FOSSology is an open source license compliance software system and toolkit. As a toolkit you can run license, copyright and export control scans from the command line. As a system, a database and web ui are provided to give you a compliance workflow. In one click you can generate an SPDX file, or a ReadMe with the copyrights notices from your software. FOSSology deduplication means that you can scan an entire distro, submit a new version, and only the changed files will get rescanned. This is a big time saver for large projects.
FOSSology is a framework, toolbox and Web server application for examining software packages in a multi-user environment. A user can upload individual files or entire software packages. Fossology will unpack this upload if necessary and run a chosen set of agents on every file of the upload. An agent can implement any analysis operation on a text file. The FOSSology package as of now focuses on license relevant data. However, it could be extended with analyses for different purposes (e.g. static code analysis).
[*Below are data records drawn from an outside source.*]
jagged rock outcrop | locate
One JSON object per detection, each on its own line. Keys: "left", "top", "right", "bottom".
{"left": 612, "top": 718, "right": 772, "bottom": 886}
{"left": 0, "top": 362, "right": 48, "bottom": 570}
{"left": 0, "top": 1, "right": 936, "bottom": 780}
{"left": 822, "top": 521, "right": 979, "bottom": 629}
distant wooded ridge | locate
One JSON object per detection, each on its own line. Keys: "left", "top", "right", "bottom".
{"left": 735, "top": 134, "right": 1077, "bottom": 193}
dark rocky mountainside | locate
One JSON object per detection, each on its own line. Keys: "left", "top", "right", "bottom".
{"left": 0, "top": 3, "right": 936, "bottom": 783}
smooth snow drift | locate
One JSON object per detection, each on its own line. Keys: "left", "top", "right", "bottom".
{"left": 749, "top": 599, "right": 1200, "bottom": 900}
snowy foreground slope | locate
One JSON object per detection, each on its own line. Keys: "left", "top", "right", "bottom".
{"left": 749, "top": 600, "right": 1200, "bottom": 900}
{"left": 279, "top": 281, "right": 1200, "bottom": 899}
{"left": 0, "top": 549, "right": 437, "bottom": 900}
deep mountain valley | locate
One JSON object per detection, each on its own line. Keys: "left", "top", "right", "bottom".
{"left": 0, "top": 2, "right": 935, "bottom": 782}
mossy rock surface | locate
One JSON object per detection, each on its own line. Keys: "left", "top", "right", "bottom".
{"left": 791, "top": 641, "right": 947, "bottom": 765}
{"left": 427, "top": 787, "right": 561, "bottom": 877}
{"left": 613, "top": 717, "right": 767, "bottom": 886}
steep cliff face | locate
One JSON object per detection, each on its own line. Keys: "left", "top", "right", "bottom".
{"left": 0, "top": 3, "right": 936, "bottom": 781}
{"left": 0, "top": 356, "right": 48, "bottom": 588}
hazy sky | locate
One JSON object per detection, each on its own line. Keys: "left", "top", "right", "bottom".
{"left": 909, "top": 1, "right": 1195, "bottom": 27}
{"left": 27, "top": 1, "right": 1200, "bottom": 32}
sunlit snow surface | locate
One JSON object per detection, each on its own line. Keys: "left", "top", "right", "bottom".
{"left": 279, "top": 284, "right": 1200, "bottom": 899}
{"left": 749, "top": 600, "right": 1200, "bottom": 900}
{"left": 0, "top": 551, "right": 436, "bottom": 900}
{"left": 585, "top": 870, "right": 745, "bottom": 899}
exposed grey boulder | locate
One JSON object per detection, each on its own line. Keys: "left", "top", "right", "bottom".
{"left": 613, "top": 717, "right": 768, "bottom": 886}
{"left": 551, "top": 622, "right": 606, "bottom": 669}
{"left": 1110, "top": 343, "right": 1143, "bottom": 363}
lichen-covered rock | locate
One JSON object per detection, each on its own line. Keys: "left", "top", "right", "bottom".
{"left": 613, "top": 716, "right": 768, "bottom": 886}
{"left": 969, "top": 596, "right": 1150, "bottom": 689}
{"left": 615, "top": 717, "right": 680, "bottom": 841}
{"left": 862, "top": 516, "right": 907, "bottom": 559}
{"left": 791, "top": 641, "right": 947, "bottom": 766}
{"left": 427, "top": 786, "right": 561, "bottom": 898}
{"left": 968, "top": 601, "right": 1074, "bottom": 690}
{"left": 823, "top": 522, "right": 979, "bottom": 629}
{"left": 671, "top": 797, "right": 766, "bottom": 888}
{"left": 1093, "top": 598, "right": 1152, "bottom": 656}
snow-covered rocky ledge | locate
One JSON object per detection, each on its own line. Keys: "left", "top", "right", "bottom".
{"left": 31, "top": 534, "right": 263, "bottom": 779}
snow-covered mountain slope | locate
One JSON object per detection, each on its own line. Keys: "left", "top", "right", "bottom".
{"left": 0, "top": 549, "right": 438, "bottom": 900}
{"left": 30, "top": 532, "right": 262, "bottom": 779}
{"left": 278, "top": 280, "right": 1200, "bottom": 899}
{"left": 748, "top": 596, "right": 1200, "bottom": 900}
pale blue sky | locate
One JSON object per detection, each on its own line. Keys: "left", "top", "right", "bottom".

Regular Expression Scanning for Licenses with Nomos
Nomos is one of FOSSology’s license scanners. Nomos does license identification using short phrases (regular expressions) and heuristics, e.g. a phrase must be found in (or out of) proximity to another phrase or phrases. This helps to eliminate false positives.
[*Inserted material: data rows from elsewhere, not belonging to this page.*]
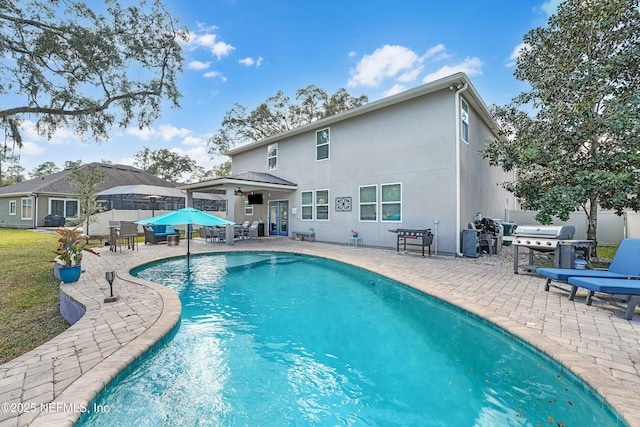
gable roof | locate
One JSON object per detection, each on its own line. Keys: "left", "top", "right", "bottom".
{"left": 0, "top": 163, "right": 175, "bottom": 197}
{"left": 226, "top": 72, "right": 500, "bottom": 156}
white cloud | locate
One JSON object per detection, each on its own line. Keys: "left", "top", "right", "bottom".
{"left": 20, "top": 119, "right": 81, "bottom": 146}
{"left": 125, "top": 127, "right": 155, "bottom": 141}
{"left": 540, "top": 0, "right": 562, "bottom": 16}
{"left": 424, "top": 44, "right": 449, "bottom": 61}
{"left": 183, "top": 25, "right": 235, "bottom": 60}
{"left": 118, "top": 156, "right": 136, "bottom": 167}
{"left": 157, "top": 125, "right": 191, "bottom": 142}
{"left": 506, "top": 42, "right": 530, "bottom": 67}
{"left": 188, "top": 60, "right": 211, "bottom": 70}
{"left": 348, "top": 44, "right": 420, "bottom": 87}
{"left": 20, "top": 141, "right": 44, "bottom": 155}
{"left": 181, "top": 135, "right": 207, "bottom": 147}
{"left": 383, "top": 84, "right": 408, "bottom": 97}
{"left": 349, "top": 43, "right": 483, "bottom": 92}
{"left": 422, "top": 57, "right": 483, "bottom": 84}
{"left": 124, "top": 124, "right": 192, "bottom": 142}
{"left": 203, "top": 70, "right": 227, "bottom": 82}
{"left": 238, "top": 56, "right": 263, "bottom": 67}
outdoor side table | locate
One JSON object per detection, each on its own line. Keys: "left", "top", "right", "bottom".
{"left": 167, "top": 234, "right": 179, "bottom": 246}
{"left": 348, "top": 236, "right": 362, "bottom": 248}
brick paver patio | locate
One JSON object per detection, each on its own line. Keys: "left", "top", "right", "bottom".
{"left": 1, "top": 237, "right": 638, "bottom": 426}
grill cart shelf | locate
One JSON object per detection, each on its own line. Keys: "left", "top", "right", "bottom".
{"left": 390, "top": 229, "right": 433, "bottom": 257}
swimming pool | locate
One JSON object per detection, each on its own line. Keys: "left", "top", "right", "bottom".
{"left": 79, "top": 252, "right": 625, "bottom": 426}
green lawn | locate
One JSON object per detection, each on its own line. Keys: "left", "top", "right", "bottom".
{"left": 0, "top": 229, "right": 70, "bottom": 364}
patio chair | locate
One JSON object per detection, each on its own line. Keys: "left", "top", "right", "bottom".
{"left": 567, "top": 276, "right": 640, "bottom": 320}
{"left": 215, "top": 226, "right": 226, "bottom": 243}
{"left": 117, "top": 221, "right": 139, "bottom": 251}
{"left": 537, "top": 238, "right": 640, "bottom": 293}
{"left": 199, "top": 226, "right": 215, "bottom": 242}
{"left": 248, "top": 222, "right": 259, "bottom": 240}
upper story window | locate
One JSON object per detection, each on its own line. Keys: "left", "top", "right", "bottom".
{"left": 21, "top": 198, "right": 33, "bottom": 220}
{"left": 9, "top": 200, "right": 16, "bottom": 215}
{"left": 461, "top": 98, "right": 469, "bottom": 143}
{"left": 316, "top": 128, "right": 330, "bottom": 161}
{"left": 267, "top": 143, "right": 278, "bottom": 170}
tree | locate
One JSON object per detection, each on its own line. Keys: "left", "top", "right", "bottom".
{"left": 5, "top": 163, "right": 25, "bottom": 185}
{"left": 0, "top": 143, "right": 20, "bottom": 186}
{"left": 30, "top": 161, "right": 60, "bottom": 178}
{"left": 68, "top": 164, "right": 106, "bottom": 235}
{"left": 212, "top": 160, "right": 231, "bottom": 177}
{"left": 134, "top": 146, "right": 198, "bottom": 182}
{"left": 64, "top": 160, "right": 84, "bottom": 170}
{"left": 482, "top": 0, "right": 640, "bottom": 247}
{"left": 0, "top": 0, "right": 185, "bottom": 148}
{"left": 208, "top": 85, "right": 368, "bottom": 156}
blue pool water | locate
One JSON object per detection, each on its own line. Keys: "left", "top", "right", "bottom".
{"left": 79, "top": 252, "right": 625, "bottom": 426}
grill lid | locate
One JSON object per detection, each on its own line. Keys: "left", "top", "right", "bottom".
{"left": 513, "top": 225, "right": 575, "bottom": 239}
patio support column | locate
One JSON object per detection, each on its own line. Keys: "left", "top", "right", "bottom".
{"left": 185, "top": 191, "right": 193, "bottom": 208}
{"left": 225, "top": 186, "right": 235, "bottom": 245}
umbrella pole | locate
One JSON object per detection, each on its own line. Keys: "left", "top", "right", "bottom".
{"left": 187, "top": 224, "right": 191, "bottom": 269}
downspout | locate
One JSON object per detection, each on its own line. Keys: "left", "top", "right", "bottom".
{"left": 454, "top": 83, "right": 468, "bottom": 256}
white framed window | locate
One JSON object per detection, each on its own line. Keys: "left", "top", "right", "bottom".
{"left": 316, "top": 128, "right": 330, "bottom": 161}
{"left": 301, "top": 191, "right": 313, "bottom": 220}
{"left": 244, "top": 201, "right": 253, "bottom": 215}
{"left": 359, "top": 185, "right": 377, "bottom": 222}
{"left": 461, "top": 98, "right": 469, "bottom": 143}
{"left": 9, "top": 200, "right": 16, "bottom": 215}
{"left": 50, "top": 198, "right": 79, "bottom": 218}
{"left": 267, "top": 143, "right": 278, "bottom": 170}
{"left": 315, "top": 189, "right": 329, "bottom": 220}
{"left": 21, "top": 198, "right": 33, "bottom": 220}
{"left": 381, "top": 183, "right": 402, "bottom": 222}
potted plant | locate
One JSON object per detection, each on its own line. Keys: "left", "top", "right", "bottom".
{"left": 351, "top": 229, "right": 359, "bottom": 238}
{"left": 53, "top": 226, "right": 99, "bottom": 283}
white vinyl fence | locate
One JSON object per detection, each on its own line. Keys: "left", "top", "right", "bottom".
{"left": 505, "top": 210, "right": 640, "bottom": 245}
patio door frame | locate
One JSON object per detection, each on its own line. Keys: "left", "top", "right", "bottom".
{"left": 268, "top": 200, "right": 289, "bottom": 236}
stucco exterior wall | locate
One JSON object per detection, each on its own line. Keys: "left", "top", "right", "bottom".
{"left": 458, "top": 94, "right": 514, "bottom": 227}
{"left": 232, "top": 90, "right": 467, "bottom": 252}
{"left": 228, "top": 76, "right": 510, "bottom": 254}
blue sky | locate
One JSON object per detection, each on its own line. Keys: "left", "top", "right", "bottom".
{"left": 16, "top": 0, "right": 561, "bottom": 179}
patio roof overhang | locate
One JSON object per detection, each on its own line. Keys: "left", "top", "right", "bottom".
{"left": 178, "top": 171, "right": 298, "bottom": 195}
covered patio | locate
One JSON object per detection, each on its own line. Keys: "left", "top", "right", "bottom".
{"left": 179, "top": 171, "right": 297, "bottom": 244}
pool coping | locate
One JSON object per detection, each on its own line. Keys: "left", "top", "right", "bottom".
{"left": 1, "top": 239, "right": 638, "bottom": 426}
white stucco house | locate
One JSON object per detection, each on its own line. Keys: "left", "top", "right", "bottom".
{"left": 181, "top": 73, "right": 515, "bottom": 255}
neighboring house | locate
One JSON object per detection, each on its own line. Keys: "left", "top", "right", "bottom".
{"left": 0, "top": 163, "right": 206, "bottom": 229}
{"left": 183, "top": 73, "right": 515, "bottom": 254}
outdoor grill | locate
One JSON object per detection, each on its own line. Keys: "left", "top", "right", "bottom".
{"left": 512, "top": 225, "right": 593, "bottom": 273}
{"left": 389, "top": 229, "right": 433, "bottom": 257}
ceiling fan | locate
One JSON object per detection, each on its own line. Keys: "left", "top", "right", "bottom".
{"left": 234, "top": 187, "right": 244, "bottom": 196}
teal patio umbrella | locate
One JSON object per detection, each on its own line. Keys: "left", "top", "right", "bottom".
{"left": 136, "top": 208, "right": 235, "bottom": 267}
Nomos uses stages of license recognition: First it uses keywords to identify license relevant statements. Then, it uses a hierarchical structure of regular expressions in order to identify particular licenses.
If the recognition is not complete, Nomos will either return ‘UnclassifedLicense’ or a category of licenses, such as ‘BSD’ or ‘GPL’ – not enough to identify unambiguously a license, but as much as possible to support the user to determine the license situation. What happened in this case is that in the hierarchy of matching phrases, the found text “cannot do deep enough” to determine a particular license. Note that ‘BSD’ or ‘GPL’ require to determine the exact license, such as ‘BSD 3 Clause’ or ‘GPL 2.0’.
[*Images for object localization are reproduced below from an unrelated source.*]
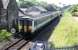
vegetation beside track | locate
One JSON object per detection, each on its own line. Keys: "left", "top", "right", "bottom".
{"left": 48, "top": 5, "right": 78, "bottom": 48}
{"left": 0, "top": 29, "right": 11, "bottom": 42}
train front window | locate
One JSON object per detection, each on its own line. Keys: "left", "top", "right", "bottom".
{"left": 18, "top": 20, "right": 23, "bottom": 32}
{"left": 26, "top": 19, "right": 32, "bottom": 32}
{"left": 18, "top": 18, "right": 32, "bottom": 32}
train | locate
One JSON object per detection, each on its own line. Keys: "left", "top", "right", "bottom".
{"left": 0, "top": 0, "right": 62, "bottom": 38}
{"left": 10, "top": 7, "right": 62, "bottom": 38}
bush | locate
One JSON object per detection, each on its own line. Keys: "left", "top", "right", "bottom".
{"left": 0, "top": 30, "right": 11, "bottom": 42}
{"left": 69, "top": 4, "right": 78, "bottom": 16}
{"left": 48, "top": 11, "right": 78, "bottom": 48}
{"left": 72, "top": 12, "right": 78, "bottom": 16}
{"left": 17, "top": 0, "right": 39, "bottom": 8}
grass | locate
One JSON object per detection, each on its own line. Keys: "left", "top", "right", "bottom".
{"left": 0, "top": 29, "right": 11, "bottom": 42}
{"left": 48, "top": 11, "right": 78, "bottom": 48}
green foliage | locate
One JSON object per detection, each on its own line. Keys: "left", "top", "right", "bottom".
{"left": 69, "top": 4, "right": 78, "bottom": 15}
{"left": 0, "top": 30, "right": 11, "bottom": 42}
{"left": 17, "top": 0, "right": 39, "bottom": 8}
{"left": 48, "top": 11, "right": 78, "bottom": 48}
{"left": 71, "top": 5, "right": 78, "bottom": 12}
{"left": 37, "top": 1, "right": 48, "bottom": 7}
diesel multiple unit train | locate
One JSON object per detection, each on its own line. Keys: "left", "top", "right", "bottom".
{"left": 10, "top": 7, "right": 62, "bottom": 37}
{"left": 0, "top": 0, "right": 62, "bottom": 38}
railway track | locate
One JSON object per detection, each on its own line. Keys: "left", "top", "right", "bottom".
{"left": 1, "top": 38, "right": 32, "bottom": 50}
{"left": 0, "top": 17, "right": 60, "bottom": 50}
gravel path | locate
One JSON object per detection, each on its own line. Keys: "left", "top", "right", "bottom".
{"left": 0, "top": 41, "right": 9, "bottom": 49}
{"left": 0, "top": 37, "right": 21, "bottom": 49}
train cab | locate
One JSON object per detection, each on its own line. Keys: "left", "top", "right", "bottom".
{"left": 18, "top": 17, "right": 32, "bottom": 33}
{"left": 10, "top": 16, "right": 33, "bottom": 35}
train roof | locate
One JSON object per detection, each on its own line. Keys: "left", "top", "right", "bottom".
{"left": 19, "top": 6, "right": 48, "bottom": 17}
{"left": 25, "top": 6, "right": 47, "bottom": 12}
{"left": 19, "top": 11, "right": 59, "bottom": 20}
{"left": 18, "top": 6, "right": 60, "bottom": 20}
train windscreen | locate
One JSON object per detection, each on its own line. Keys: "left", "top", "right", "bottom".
{"left": 18, "top": 19, "right": 32, "bottom": 33}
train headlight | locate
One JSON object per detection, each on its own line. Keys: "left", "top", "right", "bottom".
{"left": 11, "top": 28, "right": 16, "bottom": 33}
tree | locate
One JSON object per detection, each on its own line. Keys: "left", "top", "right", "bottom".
{"left": 17, "top": 0, "right": 38, "bottom": 8}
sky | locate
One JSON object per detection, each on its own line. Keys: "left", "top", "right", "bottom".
{"left": 37, "top": 0, "right": 78, "bottom": 7}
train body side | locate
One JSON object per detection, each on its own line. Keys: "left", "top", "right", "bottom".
{"left": 33, "top": 11, "right": 60, "bottom": 33}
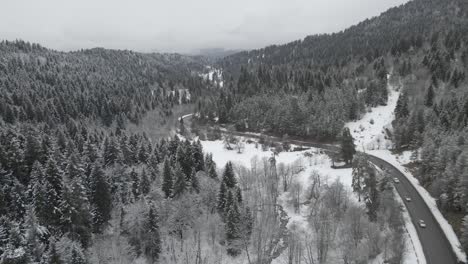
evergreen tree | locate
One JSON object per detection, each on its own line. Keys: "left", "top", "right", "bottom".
{"left": 45, "top": 155, "right": 63, "bottom": 198}
{"left": 138, "top": 143, "right": 149, "bottom": 164}
{"left": 192, "top": 140, "right": 205, "bottom": 172}
{"left": 217, "top": 182, "right": 227, "bottom": 213}
{"left": 89, "top": 163, "right": 112, "bottom": 233}
{"left": 140, "top": 169, "right": 151, "bottom": 195}
{"left": 424, "top": 85, "right": 435, "bottom": 107}
{"left": 130, "top": 169, "right": 140, "bottom": 200}
{"left": 46, "top": 241, "right": 62, "bottom": 264}
{"left": 103, "top": 137, "right": 121, "bottom": 166}
{"left": 208, "top": 163, "right": 218, "bottom": 179}
{"left": 365, "top": 166, "right": 380, "bottom": 221}
{"left": 340, "top": 128, "right": 356, "bottom": 165}
{"left": 235, "top": 186, "right": 243, "bottom": 204}
{"left": 172, "top": 164, "right": 187, "bottom": 198}
{"left": 70, "top": 247, "right": 87, "bottom": 264}
{"left": 222, "top": 162, "right": 237, "bottom": 188}
{"left": 225, "top": 201, "right": 241, "bottom": 256}
{"left": 143, "top": 206, "right": 161, "bottom": 261}
{"left": 395, "top": 92, "right": 409, "bottom": 119}
{"left": 190, "top": 168, "right": 199, "bottom": 193}
{"left": 162, "top": 158, "right": 173, "bottom": 198}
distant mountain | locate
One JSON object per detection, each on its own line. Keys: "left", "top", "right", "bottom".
{"left": 196, "top": 48, "right": 244, "bottom": 59}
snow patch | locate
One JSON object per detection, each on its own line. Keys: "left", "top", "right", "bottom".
{"left": 345, "top": 80, "right": 400, "bottom": 152}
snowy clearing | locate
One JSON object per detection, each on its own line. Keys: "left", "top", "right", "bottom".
{"left": 345, "top": 78, "right": 400, "bottom": 152}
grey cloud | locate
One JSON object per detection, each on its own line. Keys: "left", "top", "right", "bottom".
{"left": 0, "top": 0, "right": 410, "bottom": 53}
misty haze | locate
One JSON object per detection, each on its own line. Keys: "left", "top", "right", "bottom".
{"left": 0, "top": 0, "right": 467, "bottom": 264}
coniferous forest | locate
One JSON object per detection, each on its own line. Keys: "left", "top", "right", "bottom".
{"left": 2, "top": 0, "right": 468, "bottom": 263}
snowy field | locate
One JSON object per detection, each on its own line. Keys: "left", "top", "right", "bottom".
{"left": 345, "top": 77, "right": 400, "bottom": 152}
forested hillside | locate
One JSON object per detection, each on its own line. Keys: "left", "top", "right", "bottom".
{"left": 0, "top": 40, "right": 209, "bottom": 127}
{"left": 0, "top": 40, "right": 230, "bottom": 262}
{"left": 197, "top": 0, "right": 468, "bottom": 140}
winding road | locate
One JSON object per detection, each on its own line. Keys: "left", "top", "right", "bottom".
{"left": 182, "top": 114, "right": 461, "bottom": 263}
But the fact, that Nomos identifies a “style” type of license if it has similarities with a known license type enables Nomos to recognize also new or unknown licenses.
Text-Similarity Matching with Monk
Monk is another one of FOSSology’s license scanners. Monk performs text based searches and thus requires good license texts/patterns to search for. It uses the Jaccard index as a text similarity metric added with a weighting for ranking different matches by their size. Ranking different matches by their size is relevant if license texts are very similar and result in different Jaccard text similarity numbers (e.g. different versions of the BSD). In this case not only the best match but also the largest match metric is relevant.
At upload Monk uses the license texts stored in the Fossology server. Using the monk agent, the user can also define own text phrases to identify a given license.
NOTE: Monk will tell the user a score of the existing license, however, it will not be able to recognize an unknown (new) license. That shows the sense to have two license scanners, Nomos and Monk.